In lieu of the paucity of literature describing vNOTES for malignant ovarian tumors, we aimed to describe the perioperative and medium-term oncological outcomes of this procedure in our institution.
Methods
Patients
This was a retrospective single-institution cohort of consecutive patients who underwent vNOTES for malignant ovarian conditions from May 2021 to September 2024. All patients included in this study had histology-proven malignancy arising from or involving the ovary. Centralized Institutional Review Board ethics approval was obtained for the use of anonymized patient data.
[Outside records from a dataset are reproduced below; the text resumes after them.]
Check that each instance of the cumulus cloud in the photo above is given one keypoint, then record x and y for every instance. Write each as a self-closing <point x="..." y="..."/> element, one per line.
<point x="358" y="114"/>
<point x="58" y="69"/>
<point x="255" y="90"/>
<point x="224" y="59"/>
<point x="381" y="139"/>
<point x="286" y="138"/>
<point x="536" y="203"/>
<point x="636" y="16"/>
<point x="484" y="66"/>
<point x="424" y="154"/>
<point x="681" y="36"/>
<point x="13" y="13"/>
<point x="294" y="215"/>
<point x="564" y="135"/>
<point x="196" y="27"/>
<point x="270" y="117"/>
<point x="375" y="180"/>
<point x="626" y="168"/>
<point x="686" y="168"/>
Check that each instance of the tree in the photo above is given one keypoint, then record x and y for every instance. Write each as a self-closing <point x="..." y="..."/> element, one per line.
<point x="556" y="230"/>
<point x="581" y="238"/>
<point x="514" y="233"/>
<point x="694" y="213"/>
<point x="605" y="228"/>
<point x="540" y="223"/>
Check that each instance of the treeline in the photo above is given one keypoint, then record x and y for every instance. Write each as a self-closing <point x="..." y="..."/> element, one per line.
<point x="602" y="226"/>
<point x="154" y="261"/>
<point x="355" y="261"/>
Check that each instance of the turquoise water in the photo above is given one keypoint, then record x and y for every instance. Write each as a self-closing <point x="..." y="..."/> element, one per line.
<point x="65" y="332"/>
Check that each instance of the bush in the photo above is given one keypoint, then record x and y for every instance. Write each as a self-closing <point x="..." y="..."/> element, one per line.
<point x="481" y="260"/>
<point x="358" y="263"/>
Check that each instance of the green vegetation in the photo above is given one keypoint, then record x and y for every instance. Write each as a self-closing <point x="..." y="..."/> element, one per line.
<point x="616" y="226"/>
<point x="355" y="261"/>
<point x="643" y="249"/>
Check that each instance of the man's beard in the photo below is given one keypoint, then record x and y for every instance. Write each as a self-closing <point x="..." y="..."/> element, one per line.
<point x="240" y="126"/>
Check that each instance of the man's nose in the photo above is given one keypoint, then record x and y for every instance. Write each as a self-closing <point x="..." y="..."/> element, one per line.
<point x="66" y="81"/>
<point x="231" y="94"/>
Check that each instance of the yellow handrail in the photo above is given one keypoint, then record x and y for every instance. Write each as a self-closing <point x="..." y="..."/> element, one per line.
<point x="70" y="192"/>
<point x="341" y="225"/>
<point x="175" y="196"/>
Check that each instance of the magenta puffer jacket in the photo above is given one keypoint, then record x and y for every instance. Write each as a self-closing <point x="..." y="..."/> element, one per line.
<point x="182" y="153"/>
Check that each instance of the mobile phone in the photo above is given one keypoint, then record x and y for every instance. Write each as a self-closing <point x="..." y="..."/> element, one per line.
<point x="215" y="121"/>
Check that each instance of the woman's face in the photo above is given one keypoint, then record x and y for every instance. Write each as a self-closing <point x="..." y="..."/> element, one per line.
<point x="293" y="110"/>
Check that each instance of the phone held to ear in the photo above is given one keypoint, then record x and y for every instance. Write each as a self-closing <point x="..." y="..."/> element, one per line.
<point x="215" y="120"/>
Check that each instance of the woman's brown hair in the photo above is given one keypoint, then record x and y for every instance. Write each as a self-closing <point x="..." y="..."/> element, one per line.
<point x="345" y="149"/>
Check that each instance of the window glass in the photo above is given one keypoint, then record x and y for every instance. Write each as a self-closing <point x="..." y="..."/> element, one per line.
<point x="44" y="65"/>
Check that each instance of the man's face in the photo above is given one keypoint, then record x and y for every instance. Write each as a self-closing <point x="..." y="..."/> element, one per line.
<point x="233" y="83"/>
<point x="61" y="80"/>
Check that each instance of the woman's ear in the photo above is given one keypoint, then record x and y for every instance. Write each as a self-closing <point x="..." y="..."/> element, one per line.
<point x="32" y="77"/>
Prior to the surgery, all patients were investigated pre-operatively by both surgical and anesthetic teams. Imaging investigations could include transvaginal and/or transabdominal pelvic ultrasound scans, computed tomography (CT), and magnetic resonance imaging (MRI) of the pelvis. Bloodwork included ovarian tumor markers, such as CA-125, CA-19-9, beta-HCG, alfa-fetoprotein, and carcinoembryonic antigen.
Surgical technique
Patients were admitted on the same day of the surgery. Procedures were carried out under general anesthesia. All patients did not receive bowel preparation prior to surgery. Prophylactic intravenous (IV) cefazolin and metronidazole (or clindamycin in the case of documented penicillin or cephalosporin allergy) were given prior to induction and within one hour of incision.
The patient was placed in a lithotomy position, cleaned, draped and catheterized. The cervical lip was grasped with vulsellum forceps, and a circumferential incision around the cervix was made. In cases of staging, restaging or interval debulking surgery, sharp dissection was used to perform an anterior and a posterior colpotomy to gain entry into the intraperitoneal pelvic cavity. In cases of fertility-sparing surgery, only a posterior colpotomy was performed for intraperitoneal access.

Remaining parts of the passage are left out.